Common culprits: grass awns, grass seeds, glass
- Oral foreign bodies (in the mouth – can be in the cavity or within the tissues)
Possible signs and symptoms: Hypersalivation (drooling), pawing at mouth, unable/ unwilling to eat, withdrawn behaviour, blood tinged saliva.
Common culprits: sticks, grass awns – cats often get grass blades stuck in the nasopharyngeal area (nose and throat)
- Oesophageal, Gastric and Intestinal foreign bodies (something is lodged within digestive tract)
Possible signs and symptoms: Retching, clear discomfort, withdrawn behaviour, hypersalivation, increased breathing rate, vomiting, anorexia, lethargy. Immediate veterinary attention is required.
Common culprits: Stones, bones, toys – anything is a possibility.
Less common foreign bodies can affect the skin and the airways. In some cases they can even migrate over time into the abdominal or chest cavities where they cause problems.

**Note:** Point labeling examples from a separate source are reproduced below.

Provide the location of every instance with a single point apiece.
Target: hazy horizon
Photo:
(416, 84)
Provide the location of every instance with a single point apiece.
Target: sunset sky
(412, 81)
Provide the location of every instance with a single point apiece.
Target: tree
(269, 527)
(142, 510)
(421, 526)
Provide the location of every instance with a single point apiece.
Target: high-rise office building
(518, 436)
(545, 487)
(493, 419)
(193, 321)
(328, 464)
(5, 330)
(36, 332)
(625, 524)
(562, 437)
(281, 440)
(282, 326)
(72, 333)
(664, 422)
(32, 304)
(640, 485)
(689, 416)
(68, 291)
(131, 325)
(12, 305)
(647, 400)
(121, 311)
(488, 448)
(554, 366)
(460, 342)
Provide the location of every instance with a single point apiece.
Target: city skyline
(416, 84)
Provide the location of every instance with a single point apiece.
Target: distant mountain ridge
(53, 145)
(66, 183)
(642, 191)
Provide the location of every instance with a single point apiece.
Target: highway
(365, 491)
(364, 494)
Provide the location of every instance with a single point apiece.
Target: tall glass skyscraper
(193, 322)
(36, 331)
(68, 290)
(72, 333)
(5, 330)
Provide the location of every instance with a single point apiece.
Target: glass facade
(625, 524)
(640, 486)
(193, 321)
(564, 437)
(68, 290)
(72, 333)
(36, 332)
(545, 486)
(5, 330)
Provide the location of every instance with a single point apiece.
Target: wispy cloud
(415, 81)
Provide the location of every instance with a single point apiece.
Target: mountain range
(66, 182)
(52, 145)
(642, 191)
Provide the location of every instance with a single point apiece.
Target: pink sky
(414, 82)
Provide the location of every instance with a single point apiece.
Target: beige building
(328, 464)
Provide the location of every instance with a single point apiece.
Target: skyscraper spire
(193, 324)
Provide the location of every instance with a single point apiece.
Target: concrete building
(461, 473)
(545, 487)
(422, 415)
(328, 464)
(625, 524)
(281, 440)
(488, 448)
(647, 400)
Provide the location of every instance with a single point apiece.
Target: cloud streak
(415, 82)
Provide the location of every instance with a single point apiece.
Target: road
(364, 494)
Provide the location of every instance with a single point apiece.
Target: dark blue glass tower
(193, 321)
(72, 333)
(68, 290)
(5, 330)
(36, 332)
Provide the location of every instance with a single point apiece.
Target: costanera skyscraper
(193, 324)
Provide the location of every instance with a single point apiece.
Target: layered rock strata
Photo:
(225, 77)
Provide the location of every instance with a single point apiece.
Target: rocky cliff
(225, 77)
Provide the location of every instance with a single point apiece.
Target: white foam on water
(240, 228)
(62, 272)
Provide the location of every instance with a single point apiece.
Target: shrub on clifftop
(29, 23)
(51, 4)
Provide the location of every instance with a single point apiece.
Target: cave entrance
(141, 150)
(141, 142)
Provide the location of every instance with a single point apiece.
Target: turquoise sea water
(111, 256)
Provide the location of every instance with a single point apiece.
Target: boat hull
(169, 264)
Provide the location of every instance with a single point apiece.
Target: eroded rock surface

What can you do to reduce the risk?
- Ensure that grass seeds are removed from your pet’s fur straight away, paying special attention to ears and paws
- Check paws and ears regularly – get to know what normal looks like so you’re more likely to spot any changes quickly
- Brush your pet’s coat regularly, especially long haired breeds
- Take large, durable toys out with you to encourage dogs to chase these instead of finding their own – avoid sticks to prevent injury
Don’t forget that parasites such as ticks and biting lice are lurking in long grass too – protect your pet with a veterinary standard product and check the base of your pet’s coat regularly. Check areas of lightly covered skin regularly for ticks such as, under arms and the underside abdomen.
If your pet starts to display strange or different behaviour, especially following a playing out session, then it’s always wise to seek advice from your vet.